Slowly, the United States has marched towards this authoritarian police state. And no, it's not as bad as the police states in other parts of the world. Yes, we still have the illusion that every other part of the Bill of Rights that's not the First or Second are still applicable, even if they're not. But police states are spectrum things, and the United States has been in one since the 1950s at least. We've been this way because we defined ourselves against an enemy - the United States verses Soviet Russia. Capitalism verses Communism. Both systems are utterly unsustainable when run pure, but that doesn't matter. What matters is that we've been coached, from the end of World War II, into this fear that there's something out there to get us. Something out there to attack our way of life. The Commies hate us because of our freedoms. It goes without saying that the Soviet Union had a field day with the footage of the various riots and the treatment of Black Americans as a way of saying "Aha! See, their system is unsustainable." And you know what? They were right.

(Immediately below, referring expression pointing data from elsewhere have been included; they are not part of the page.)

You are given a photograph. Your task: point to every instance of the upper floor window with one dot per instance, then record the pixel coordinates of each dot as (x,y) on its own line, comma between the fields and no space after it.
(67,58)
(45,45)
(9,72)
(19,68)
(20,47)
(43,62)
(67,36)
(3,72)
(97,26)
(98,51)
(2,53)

But there's always been a big enemy out there. Someone against our way of life. So we needed protection, you see. We needed protection from the outsiders, to ensure that our way of life would continue. We've been conditioned since the Cold War to accept the authority's word on matters. That seemed like it would change in the 60s, but it didn't. It seems like it will change today, but it won't. When the Soviet Union collapsed, and we "won" the Cold War, the country lost huge part of its identity. This is what happens when you identify so strongly against something. Without that counterbalance, we started exporting our ideas of "stability" (read: our own economic interests) through the world. This is nothing new. We've been doing this for a while - since the late 1800s at least.

You don't go around shoving people off their posts and attacking their ways of life without making enemies. And we made some big enemies - most of them in the Middle East. A large part of it is our continued support for unpopular and brutal regimes, like the current leaders in Saudi Arabia, Bahrain, and at one time, the Shah of Iran, Gaddafi, and Sadam Hussein. These enemies made a new face for use to attack - a faceless one. It fit perfectly with our vision of being a global police force, exporting freedoms while becoming ever more authoritarian at home.

Along came a spider. That spider bit, and that bit hurt. It bit more than once.

And all of a sudden, we developed an intense arachnophobia. We've been conditioned to accept authority from the beginning - it's human nature, it was natural during the Cold War, and now, it was the first place we looked. After 9/11, the approval ratings shot upwards for the President, even though Bush was never more of an idiot than in the moments after 9/11, when he had a chance to shine but failed utterly. Faux patriotism built up a mythology around 9/11 - a sacred American cow that you could never ever criticize - and we internalized that mythology and realized that were in danger. So we turned to the authority in our lives for security and support. And being authority, they were more than happy to oblige.

What started with police militarization in a war against drugs to try and keep the "norm" and stability for the White population has morphed into an intense fear, and rather than the White majority selling off the freedoms and rights of other ethnic groups, it's turned into the White majority selling off everyone's rights and freedoms. The War on Drugs began the change of the police into a military. The War on Terror turned the military into the police. Anymore, there's no difference between the two. The PATRIOT act, the illegal wire tapping, the stymied attempts for government transparency in the name of "national security" - these are outcroppings of the War on Drugs. If I didn't know any better, I'd call the War on Drugs a proto-War on Terror. Almost all of the problems we have today, including the fact that we're now living in a full-blown police state without any doubt, can be traced back to that. And hold on tight kids, because it's only going to get rougher from here.

I laugh every time I hear someone say they "hate us for our freedoms." I think that's pretty well and truly debunked by now. But if that's the case, the place we're heading in the near future should take us out of the clear.